The “Dark Ages” in Europe were not the only game on the globe…  For those of you distressed about the apparent decline of the West these days, consider moving… There is no reason to go down with the sinking ship.  As the example below illustrates, even if things are bad in one area, they will be well worth experiencing in another:

The Adventures of Ibn Battuta: A Muslim Traveler of the 14th Century.

Battuta’s story begins in 1325, when at the age of 21, he left his home in Tangier, Morocco. Battuta was off to make the pilgrimage to Mecca. But his journey did not stop there.

Battuta did not see Tangier again until he was 45 years old. Until then, he chose to wander the globe. Battuta crossed over 40 modern countries and covered over 70,000 miles. He became one of the greatest travelers the world has seen. He left behind a travelogue of his life’s journeys filled with details on the places, people and politics of medieval Eurasia and North Africa.

His adventures revealed the formation of dense networks of communication and exchange.  These networks linked in one way or another nearly everyone in the hemisphere with nearly everyone else.

From Ibn Battuta we discover webs of interconnection that stretched from Spain to China, and from Kazakhstan to Tanzania.  Even in the 14th century, an event in one part of Eurasia or Africa might affect places thousands of miles away.

The Mongol states allowed merchants to travel freely in their realms, regardless of religion or origin.
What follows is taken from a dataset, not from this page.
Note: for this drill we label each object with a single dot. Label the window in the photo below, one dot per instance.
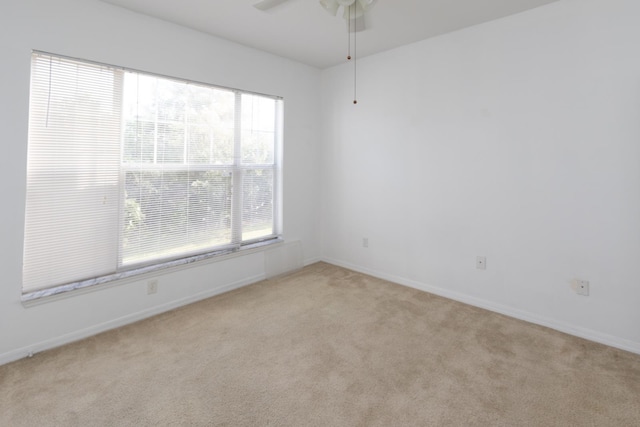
(127, 170)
This led to the creation of a worldly, prosperous and traveling elite, transmitting ideas as well as goods across countries. For these traders, the focal point was not countries, but cities.

Needless to say, it was a time of great growth and trade. Households enjoyed porcelain from China, pottery from South Arabia, gold and ivory from Africa, animal skins from India, rice from the Ganges Delta and much more. Ships sailed the Volga, their holds filled with grain from the steppes, timber from the mountains of Crimea and furs from Russia and Siberia, along with salt, wax and honey – all carried by a hodgepodge of peoples: Egyptian traders, Turkish nomads, Greeks, Circassians, Alans… even Florentines and Venetians.

China, too, played an important role. The huge Chinese junks, the ocean liners of the day, expanded trade across the Chinese seas to the Bay of Bengal. Populations soared. Cities multiplied, along with a vast network of canals and roads.